生命ー希望の贈り物

 この前、本橋成一さんと会って飲んだ時に話にでた「生命ー希望の贈り物」監督:呉乙峰 を、ポレポレ東中野で見た。
 「風の旅人」の6月号で本橋さんがカザフスタンで撮影したディアスポラ(韓国人とチェチェン人)を紹介するのだけれど、本橋さんの取材テーマと、この映画に通じるところがあるように思い、強い関心があったのだが、なかなか時間がとれなかった。
 そして、ようやく今週観てきたのだが、「映画の日」の前日だったためか、観客は私一人しかいなかった。
 私一人で見るには、本当にもったいない素晴らしいドキュメント映画だった。
 この映画は、1999年の台湾大地震が舞台になっている。災害の悲惨さをセンセーショナルに伝えて、すぐに別の事件に走ってしまう報道が多いなか、この映画は、被災した人々のその後を4年にわたって真摯に取材したものだ。
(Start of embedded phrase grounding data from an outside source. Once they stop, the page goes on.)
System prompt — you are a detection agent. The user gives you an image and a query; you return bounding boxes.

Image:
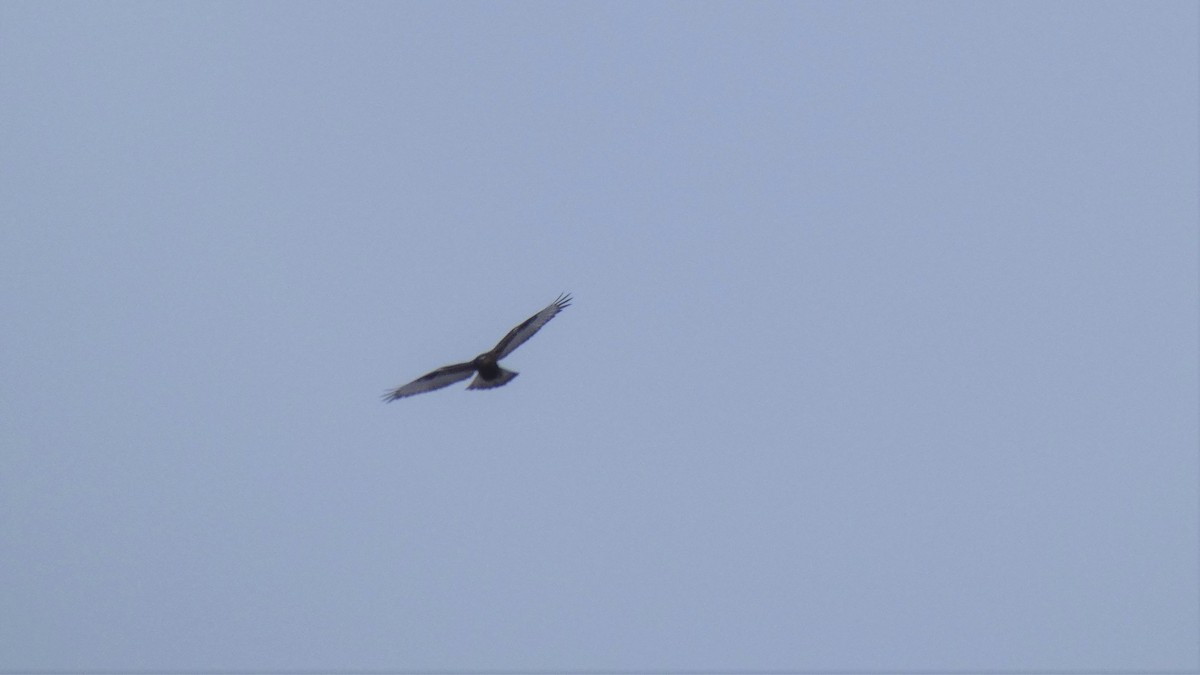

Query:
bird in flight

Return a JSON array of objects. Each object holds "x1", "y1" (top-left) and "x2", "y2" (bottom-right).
[{"x1": 383, "y1": 293, "x2": 571, "y2": 404}]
絶望の淵に落とされた人々が、再び自分を取り戻して生き始めるまでを追っていくのだが、その行動や言葉の全てを通して、映画を見る者は、生きる意味を根底から問いかけられる。そして、必死な思いで人間を生きさせる力が電流のように伝わってきて、得も言われぬ思いになる。
 登場人物は、プロの役者ではないが、その表情や発せられる言葉は、どんな名演技よりも心に迫ってくる。事実をありのままに伝えようとしてノンフィクションで表現しても、表層的な現象だけしか見えてこないものが多く、その為、表現者の意図に添ってフィクション化した方が、伝えるべきことを伝えやすいということがある。しかし、そうしたフィクションは、作者の解釈によって「事実」が操作されることでもあり、誠実な作者は、そのことについて、深く自覚的であるだろう。
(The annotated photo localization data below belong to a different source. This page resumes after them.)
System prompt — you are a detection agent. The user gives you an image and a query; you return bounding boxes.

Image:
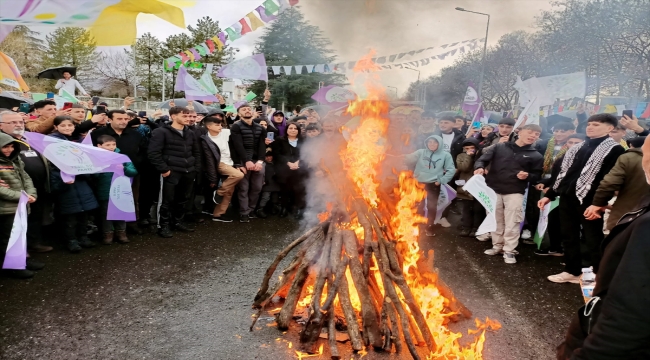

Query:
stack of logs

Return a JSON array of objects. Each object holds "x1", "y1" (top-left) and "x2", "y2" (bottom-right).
[{"x1": 250, "y1": 190, "x2": 471, "y2": 359}]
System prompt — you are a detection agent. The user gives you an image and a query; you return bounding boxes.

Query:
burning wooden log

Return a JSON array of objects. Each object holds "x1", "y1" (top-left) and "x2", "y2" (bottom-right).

 純粋な客観というものはない。といって、主観の上に胡座をかいていても、真実には近づかない。おそらく、批評家にとっても、この問題はつきまとっている筈だし、異文化を研究する川田順造さんのような人類学者でこの問題をおざなりにしている人など、まったく信頼に値しないだろう。川田さんは、文化の三角測量という方法で、異なる価値観・文化を持つ人々を対象に研究を重ね、それを言語化することで、世界認識の仕方を改めて根底から問い直そうとしている。ここ数日、このブログのなかで考えてきた「批評家」のあり方にしても、そうした問い直しが必要だと思う。 
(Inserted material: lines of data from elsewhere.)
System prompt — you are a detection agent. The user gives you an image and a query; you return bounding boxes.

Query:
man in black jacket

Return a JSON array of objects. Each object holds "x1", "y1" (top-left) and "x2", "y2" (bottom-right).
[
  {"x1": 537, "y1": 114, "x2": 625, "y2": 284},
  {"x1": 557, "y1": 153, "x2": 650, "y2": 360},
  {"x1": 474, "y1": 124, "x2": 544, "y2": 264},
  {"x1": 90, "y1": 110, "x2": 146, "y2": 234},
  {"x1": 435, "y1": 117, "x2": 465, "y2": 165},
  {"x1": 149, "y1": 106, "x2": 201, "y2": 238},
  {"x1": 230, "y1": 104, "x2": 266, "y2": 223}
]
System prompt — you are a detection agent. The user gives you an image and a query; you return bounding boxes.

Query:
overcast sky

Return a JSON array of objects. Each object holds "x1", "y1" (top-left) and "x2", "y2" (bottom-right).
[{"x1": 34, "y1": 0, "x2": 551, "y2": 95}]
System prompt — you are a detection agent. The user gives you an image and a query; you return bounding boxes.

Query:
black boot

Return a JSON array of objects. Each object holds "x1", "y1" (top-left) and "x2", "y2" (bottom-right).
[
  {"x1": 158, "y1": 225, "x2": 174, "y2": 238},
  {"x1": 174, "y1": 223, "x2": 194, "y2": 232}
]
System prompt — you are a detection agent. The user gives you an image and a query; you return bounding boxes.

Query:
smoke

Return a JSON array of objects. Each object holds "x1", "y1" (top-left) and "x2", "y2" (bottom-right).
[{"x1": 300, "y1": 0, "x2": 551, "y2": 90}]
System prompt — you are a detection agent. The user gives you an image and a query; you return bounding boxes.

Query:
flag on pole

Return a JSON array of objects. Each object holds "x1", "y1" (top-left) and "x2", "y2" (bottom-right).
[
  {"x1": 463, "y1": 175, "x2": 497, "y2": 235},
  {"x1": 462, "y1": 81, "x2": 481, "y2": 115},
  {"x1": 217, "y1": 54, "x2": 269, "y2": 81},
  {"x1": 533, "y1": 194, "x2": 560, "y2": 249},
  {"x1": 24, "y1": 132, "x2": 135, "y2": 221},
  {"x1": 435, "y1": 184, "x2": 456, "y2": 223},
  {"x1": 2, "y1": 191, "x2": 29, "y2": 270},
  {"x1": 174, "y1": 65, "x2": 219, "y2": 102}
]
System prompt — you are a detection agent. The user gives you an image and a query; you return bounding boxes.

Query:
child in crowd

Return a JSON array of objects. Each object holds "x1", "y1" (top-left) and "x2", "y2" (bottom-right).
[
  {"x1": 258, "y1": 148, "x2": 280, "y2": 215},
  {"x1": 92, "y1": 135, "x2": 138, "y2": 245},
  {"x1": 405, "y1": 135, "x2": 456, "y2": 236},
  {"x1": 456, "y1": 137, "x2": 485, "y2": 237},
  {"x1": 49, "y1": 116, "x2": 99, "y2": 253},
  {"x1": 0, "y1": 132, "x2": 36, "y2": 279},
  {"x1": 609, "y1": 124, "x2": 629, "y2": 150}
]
 そして、今日の社会で影響力がもっとも大きい「報道ドキュメント」こそは、「事実」に対する客観と主観の問題を根本から問い直す必要があるのだが、残念なことに、この分野が、そうした問題に対して、もっとも無自覚だとも言える。
 「生命ー希望の贈り物」の呉監督は、ドキュメントを通して、台湾大震災の状況説明をしようとしているのではない。台湾大震災はもちろん悲劇的な大災害であるけれど、人間として生まれて生きていくかぎり、どんな人間にも様々な困難が付きまとうわけで、その困難な現象そのものより、そうした局面に立ち会わざるを得ない人間の”生きる意味”を根底から問い、感動の力によって示そうとしている。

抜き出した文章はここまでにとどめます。